Meditation (August 2007)
All meditation is about making connections. Introvert meditation – a journey inward – is meant to remind us of a connection already made that we have forgotten – namely that God is within us…spirituality is meant to be a peace based on justice which often must be carved out from society that so reluctantly and begrudgingly allows its birth… There is another kind of meditation called Extrovert meditation. It is centering by way of creating. As a potter concentrating and communing with the clay, or a musician with notes, scales and sounds, or a dancer with body and body movement and space, or a poet with words, or a lover with one’s beloved, or a baker with dough. Such acts of utter communion are communions based on activity and birthing. They are centering processes and they are creative. They are creativity as a meditation form.
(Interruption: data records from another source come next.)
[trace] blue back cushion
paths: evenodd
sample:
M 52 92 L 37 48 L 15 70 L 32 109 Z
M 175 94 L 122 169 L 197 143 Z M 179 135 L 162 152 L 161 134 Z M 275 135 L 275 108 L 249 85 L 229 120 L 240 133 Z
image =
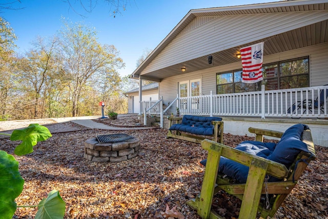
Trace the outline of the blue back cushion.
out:
M 268 159 L 284 165 L 289 168 L 297 154 L 303 151 L 310 152 L 308 146 L 301 141 L 303 131 L 309 129 L 306 125 L 296 124 L 286 130 Z
M 214 127 L 212 121 L 221 121 L 219 117 L 198 116 L 184 115 L 181 124 L 173 124 L 170 127 L 170 130 L 179 130 L 193 134 L 203 135 L 212 135 Z
M 277 144 L 272 143 L 246 141 L 238 145 L 236 149 L 284 164 L 287 168 L 295 161 L 301 151 L 309 152 L 306 145 L 301 141 L 303 131 L 309 127 L 302 124 L 295 125 L 286 130 Z M 200 162 L 206 165 L 206 160 Z M 219 172 L 227 174 L 240 183 L 245 183 L 249 167 L 224 157 L 221 157 Z M 269 182 L 281 180 L 270 176 Z

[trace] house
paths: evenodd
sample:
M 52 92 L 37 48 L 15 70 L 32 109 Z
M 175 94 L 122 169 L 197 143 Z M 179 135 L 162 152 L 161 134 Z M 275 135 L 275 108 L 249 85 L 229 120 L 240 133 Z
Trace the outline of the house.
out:
M 141 86 L 142 101 L 150 101 L 158 100 L 158 83 L 153 83 Z M 139 113 L 142 112 L 144 107 L 140 110 L 139 88 L 131 90 L 125 93 L 128 95 L 128 113 Z
M 222 116 L 235 134 L 308 123 L 315 144 L 328 146 L 326 98 L 316 99 L 328 93 L 327 30 L 327 0 L 191 10 L 131 77 L 158 83 L 169 114 Z M 240 48 L 259 43 L 264 79 L 243 83 Z

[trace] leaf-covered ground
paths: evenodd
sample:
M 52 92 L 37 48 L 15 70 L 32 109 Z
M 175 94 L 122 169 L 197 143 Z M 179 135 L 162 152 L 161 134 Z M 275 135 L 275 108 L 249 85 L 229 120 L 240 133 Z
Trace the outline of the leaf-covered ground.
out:
M 61 130 L 63 131 L 63 130 Z M 92 163 L 83 158 L 84 142 L 97 134 L 125 133 L 139 137 L 138 156 L 121 163 Z M 53 189 L 66 203 L 68 218 L 198 218 L 186 202 L 201 188 L 204 168 L 199 162 L 207 152 L 199 144 L 167 139 L 167 130 L 108 131 L 81 130 L 53 133 L 38 143 L 31 154 L 18 157 L 25 180 L 16 199 L 18 205 L 34 205 Z M 224 135 L 235 146 L 247 136 Z M 12 154 L 17 143 L 0 139 L 0 149 Z M 276 218 L 326 218 L 328 148 L 316 147 L 312 162 Z M 240 202 L 224 193 L 213 207 L 227 218 L 238 217 Z M 17 209 L 13 218 L 33 218 L 33 208 Z

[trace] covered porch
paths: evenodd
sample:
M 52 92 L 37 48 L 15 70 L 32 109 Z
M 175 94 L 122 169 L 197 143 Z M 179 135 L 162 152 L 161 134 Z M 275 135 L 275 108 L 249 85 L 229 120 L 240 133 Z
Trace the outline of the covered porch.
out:
M 179 97 L 163 105 L 163 99 L 144 101 L 142 113 L 159 115 L 162 128 L 168 128 L 171 112 L 180 116 L 197 115 L 223 117 L 224 132 L 250 134 L 250 126 L 283 131 L 297 123 L 308 124 L 314 141 L 328 147 L 328 86 Z M 146 113 L 144 113 L 146 112 Z M 169 112 L 169 113 L 168 113 Z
Mary Richards, who has written a class work on this form of meditation called Centering, describes the reality of it… The bodiliness of extrovert meditation is holy, as holy as incarnation itself. ‘Incarnation, bodying forth. It is not our whole concern? The bodying forth of our sense of life?… That is what form is: the bodying forth. The bodying forth of the living vessel in the shapes of clay.’ There can be no true incarnational spirituality without extrovert meditation.
Fox, Matthew. The Case for Extrovert Meditation. Spirituality Today, June 1978 p. 164-177. Fox, Matthew. A Spirituality Named Compassion, Rochester, Vermont: Inner Traditions International 1979, p 132.